The amount of emails we receive can increase the higher up we go within an organization. Chief Marketing Officer of Enjoy Life Foods, Joel Warady, told Edoc that he’s actually tracked his email count. Joel receives about 270 emails each day.
In 2014, we moved most of our team conversations to group chat, but email will remain one of the ways we’ll communicate with our partners, for now at least—any many (remote) teams can relate, surely.
Since, for many of us, a great deal of our ability to influence decisions and to communicate today is still dependent on email, we’ve compiled a few tips to help you send more effective emails.
1. Make it frictionless for your recipient to respond.
The emails that are usually the most important to us in terms of getting a response are the ones in which we need something from someone. The first step in communicating more effectively is to do everything in our power to make it easy for people to give us a response in the first place!
It’s true that we usually want someone to take action as quickly as possible once they have read our email. The following would be just a few barriers that would make it harder to respond if this were the case for our recipient:
They must go and search back for several documents in order to answer us
They must find us out something you could have searched for and discovered for them online
They must convert time zones
And these are just a few examples of small ways we can mistakenly add friction to the process!
2. Consider how your recipient reads their emails.
Even though you want to make the process painless for the other person, this isn’t to say shorter emails are always easiest on your recipient.
If I’m confident my intended recipient is reading my high priority, urgent email on a mobile device, for example, I would adjust how I treated the process of attaching a document for them.
Step back and think about how they would have to access that attachment from a mobile device. It’s actually a bit tricky to download, open, edit, and then re-send a document all on a phone. Instead, if I copy and paste the one or two sentences, let’s say, I need them to approve, I’ve now made that request much more convenient for them.
This may at first look redundant by attaching a document and by writing what looks like a longer email by including a paragraph of copy from that document within the email, but I’m working to make it accessible for them.
3. Reduce barriers to responding.
When an email isn’t urgent in nature, be aware of the time you hit “send.”
If I’m asking for a favor that isn’t time sensitive from one of our remote office managers, I reduce my likelihood of getting a quick response if I decide to send it on Monday morning at 8 a.m.—a time when they’re often the busiest.
And of course there is the other element of time—their time. When writing an email that requires multiple questions, I either need to focus on the one highest priority question I have, or I know it’s time for a different medium for communication.
2. Put yourself in your recipient’s inbox.
It’s easy to forget that every single email we send has one thing in common: the subject line.
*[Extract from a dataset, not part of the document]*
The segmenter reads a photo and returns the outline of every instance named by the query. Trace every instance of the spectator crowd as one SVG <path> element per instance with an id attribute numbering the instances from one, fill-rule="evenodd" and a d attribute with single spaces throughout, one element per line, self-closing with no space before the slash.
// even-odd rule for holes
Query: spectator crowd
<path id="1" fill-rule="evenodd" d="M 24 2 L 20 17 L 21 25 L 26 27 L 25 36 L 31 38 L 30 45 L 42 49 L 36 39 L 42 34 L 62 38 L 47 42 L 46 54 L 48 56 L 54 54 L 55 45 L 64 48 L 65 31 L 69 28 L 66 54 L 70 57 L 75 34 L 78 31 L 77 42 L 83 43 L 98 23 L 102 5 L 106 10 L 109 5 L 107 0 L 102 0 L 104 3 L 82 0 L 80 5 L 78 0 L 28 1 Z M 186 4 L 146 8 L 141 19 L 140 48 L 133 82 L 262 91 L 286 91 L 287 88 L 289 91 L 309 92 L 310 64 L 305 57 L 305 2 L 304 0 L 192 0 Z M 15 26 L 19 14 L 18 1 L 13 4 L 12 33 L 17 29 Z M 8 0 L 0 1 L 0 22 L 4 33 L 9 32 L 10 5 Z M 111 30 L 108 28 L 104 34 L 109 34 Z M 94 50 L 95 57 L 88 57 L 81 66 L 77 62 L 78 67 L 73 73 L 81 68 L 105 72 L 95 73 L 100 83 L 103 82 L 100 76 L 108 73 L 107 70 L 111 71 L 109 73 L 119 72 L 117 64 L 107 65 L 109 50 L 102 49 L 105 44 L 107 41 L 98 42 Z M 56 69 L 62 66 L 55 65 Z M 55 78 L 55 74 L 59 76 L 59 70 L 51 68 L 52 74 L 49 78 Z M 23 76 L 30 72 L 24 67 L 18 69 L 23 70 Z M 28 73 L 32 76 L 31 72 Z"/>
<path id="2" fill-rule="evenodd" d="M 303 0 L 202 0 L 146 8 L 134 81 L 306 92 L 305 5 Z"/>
Making your subject line just that—the subject of your email—can greatly help you better communicate in the long run.
If done right, email subject lines give you the ability to cut through the clutter, something marketer’s recognize.
An email subject line is typically the one part of your email you can almost guarantee will get read! But recognize this: if you’re having a hard time writing that subject line, you’ve given yourself a good indication that it’s a conversation that is not ideal or appropriate for email.
But let’s now imagine you’re sending an email to someone you know will open your email. Even if you have your files and emails organized in a setup that allows for quick retrieval on an ongoing basis, that doesn’t guarantee your recipient will always have that same level of organization over time.
Keep your subject lines descriptive and up-to-date, especially on longer threads.
I learned this seemingly small, but powerful trick while shadowing a senior project manager at an ad agency. You’d be surprised how often, in a threaded conversation, important details are overlooked because the conversation changes, but people gloss over the email because the subject line remains the same.
Now imagine you are working on a website launch being managed primarily over email. With each revision or new document that’s been added to the project over time, I would update each email’s subject to represent exactly what is in each new email message distributed to the team.
This way, if either party needs to look back, or to find a certain request or attachment (we’ve all been there!), it makes the searching process much simpler.
Similarly, in long email threads, and during back-and-forth conversations that are infrequent but are still in a conversational thread setup, I prefer to change the subject line each time there is a meaningful change in the course of the conversation.
Making this minor tweak, and even doing it in forwarded emails, is always going to make staying up-to-date on a project as frictionless as possible, and it cuts down on someone mistakenly using an old, outdated file.